Nel corso del campionato ci sono stati diversi episodi discutibili: rigori non concessi, sviste VAR, falli ignorati. Tutto documentato, tutto da evidenziare. Il dovere di cronaca impone di segnalare questi episodi - non per cercare alibi -, ma per completare il quadro di una stagione balorda e complessa.
Ridurre, tuttavia, il disastro sportivo del Milan alle sole decisioni arbitrali sarebbe una semplificazione fuorviante.

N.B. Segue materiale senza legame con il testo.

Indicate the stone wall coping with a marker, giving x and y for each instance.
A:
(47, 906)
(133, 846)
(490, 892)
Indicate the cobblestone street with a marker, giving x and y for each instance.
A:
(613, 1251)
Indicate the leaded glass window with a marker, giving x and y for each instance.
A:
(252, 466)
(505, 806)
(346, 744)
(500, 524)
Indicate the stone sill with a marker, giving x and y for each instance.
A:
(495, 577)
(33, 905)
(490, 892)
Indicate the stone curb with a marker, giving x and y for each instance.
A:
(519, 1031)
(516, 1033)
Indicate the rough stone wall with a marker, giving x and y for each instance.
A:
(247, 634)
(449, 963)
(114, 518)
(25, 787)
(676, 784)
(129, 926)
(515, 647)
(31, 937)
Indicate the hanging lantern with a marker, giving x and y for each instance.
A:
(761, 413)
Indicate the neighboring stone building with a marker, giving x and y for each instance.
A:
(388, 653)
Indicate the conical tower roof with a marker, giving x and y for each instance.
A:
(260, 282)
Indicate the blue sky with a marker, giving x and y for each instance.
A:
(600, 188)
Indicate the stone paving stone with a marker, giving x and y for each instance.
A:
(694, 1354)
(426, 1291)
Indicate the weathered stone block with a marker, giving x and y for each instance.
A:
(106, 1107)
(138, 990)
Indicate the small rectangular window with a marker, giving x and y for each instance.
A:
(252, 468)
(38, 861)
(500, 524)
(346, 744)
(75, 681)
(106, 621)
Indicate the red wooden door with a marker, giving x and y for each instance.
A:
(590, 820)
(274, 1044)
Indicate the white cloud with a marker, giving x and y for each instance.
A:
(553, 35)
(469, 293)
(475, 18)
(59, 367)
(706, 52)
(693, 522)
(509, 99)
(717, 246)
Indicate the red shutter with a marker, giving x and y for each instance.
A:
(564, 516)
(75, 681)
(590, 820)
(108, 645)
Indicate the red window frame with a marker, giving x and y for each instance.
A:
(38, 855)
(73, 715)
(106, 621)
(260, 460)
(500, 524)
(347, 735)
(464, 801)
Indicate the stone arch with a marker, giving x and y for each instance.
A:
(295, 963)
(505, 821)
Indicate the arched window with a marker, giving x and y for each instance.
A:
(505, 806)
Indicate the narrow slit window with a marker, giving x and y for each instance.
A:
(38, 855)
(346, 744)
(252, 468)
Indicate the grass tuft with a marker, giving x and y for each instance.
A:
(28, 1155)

La nona posizione in classifica è lo specchio fedele di un fallimento tecnico e gestionale. Il Milan ha mostrato limiti evidenti in quasi tutti i reparti: un centrocampo fragile, una difesa vulnerabile, un attacco troppo dipendente dai colpi dei singoli. A ciò si aggiungono scelte tattiche discutibili e una gestione delle rotazioni spesso disfunzionale.
L’identità di gioco, che aveva reso i rossoneri competitivi nelle stagioni precedenti, è andata via via sgretolandosi. Tanti fattori interni ed esterni, certo, hanno inciso. Ma la sensazione è che siano mancati anche pianificazione, adattamento e lucidità nei momenti cruciali. Tutti elementi che prescindono dagli episodi arbitrali e che raccontano perché il Milan sia finito lontano dalla zona Champions League.
Per tornare competitivo, il Milan deve guardarsi dentro. Gli arbitraggi sfavorevoli vanno segnalati, ma non devono diventare l’unico argomento del dibattito. La stagione del Milan 2024/2025 deve essere letta nella sua interezza, con onestà intellettuale e senza sconti. E questa lettura dice che le colpe principali sono interne: nella gestione tecnica, nel mercato, nella comunicazione e nella tenuta psicologica del gruppo.
È da qui che occorre ripartire. Niente alibi, solo verità. Anche amara, ma necessaria per ricostruire. Il Milan ha le risorse, la storia e il seguito per tornare in alto. Ma il primo passo è riconoscere che il nono posto è frutto soprattutto di errori propri. E solo dopo, si potrà discutere del resto.